This has been a question that I have contemplated on a regular occasion. I am sure many of you out there have also tried to put a finger on it. It is not an easy question, and most could argue that “it depends”.
When I say “it depends”; there are obviously several different types of projects one could manage. It could be construction, information technology, or any number of different things. I can’t say I can talk from experience about building a skyscraper or managing a humanitarian effort. I can talk through my experience with managing IT projects over the last 14 years.
As Charlie Murphy once said about Rick James, “he’s a habitual line-stepper.”
I think this is a quality you look for in a PM. There is nothing wrong with “probing” and “pushing the limit”. The key here is that you need to understand the reactions and data you accumulate and adjust course. Towing the line allows you to push outside groups in ways that ensure that your project can be accomplished or remove untenable requirements. I recently delivered some Ghirardelli Chocolate to a team I was about to dump several weeks’ worth of work on and ask them to accomplish their tasks in a couple of days. Sometimes it is not that easy and requires less diplomatic relations.
I feel that commitment to service is important. This is a commitment not only to the customer but to the team that you are managing. You have to be an enabler. If you have been around Agile principles, a common term for this is “servant leadership”. In a lot of ways, project managers become an obstacle for teams to work around. The PM is constantly barraging the team with requests for status, timelines, and documentation. As a PM, you need to find ways to not be an obstacle, but instead be part of the process. Integrate yourself so you are aware of everything that is happening, and be able to plan, react and respond to things that might stump your team or put them in a bad spot. The team is worried about the work, and in most cases, they are not worried about something two or three steps down the road. The PM is the face to the customer, in most cases. I haven’t been to many meetings as a PM that do not result in more requirements or scope creep. “Project awareness” can translate into putting your customer in a position to succeed. As the PM, you should put project operational dynamics ahead of spreadsheets.
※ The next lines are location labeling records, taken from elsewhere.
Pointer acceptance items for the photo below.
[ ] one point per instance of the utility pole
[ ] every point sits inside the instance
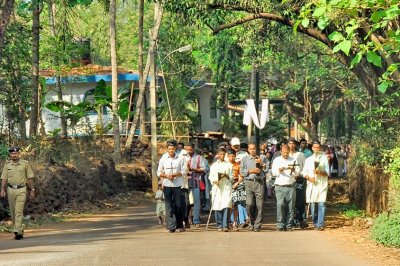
(251, 96)
(153, 120)
(257, 104)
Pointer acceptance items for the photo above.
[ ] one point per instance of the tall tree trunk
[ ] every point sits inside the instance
(62, 112)
(7, 9)
(114, 80)
(59, 89)
(349, 106)
(35, 67)
(142, 83)
(140, 65)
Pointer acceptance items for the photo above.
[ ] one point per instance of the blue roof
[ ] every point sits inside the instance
(92, 78)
PMs that do this are sought after.
You have to be resilient and devoted.
This goes without saying, but I know now that this is something you can’t test for, and something that is hard to find in a person. When rubber meets the road, and our timelines start to slip, or warnings of impending doom go unrecognized; most of us tend to go off the deep end (Chicken Little anyone?). How you cope with chaos and uncertainty is important.
I know I have had to learn to live with bureaucracy as I work within the Department of Defense industry. You have to learn to operate within the constraints of the environment and ensure that if you have something you depend on, and the lead time is X months out, that you have done everything in your power to complete the paperwork; or arrange the appointment or whatever is necessary, so that when that date comes, the finger can’t point back to you as the reason for a slippage. PMs that can do this will develop loyalty and trust with the customer and team. Loyalty and trust are keys to relationships that weather any storm.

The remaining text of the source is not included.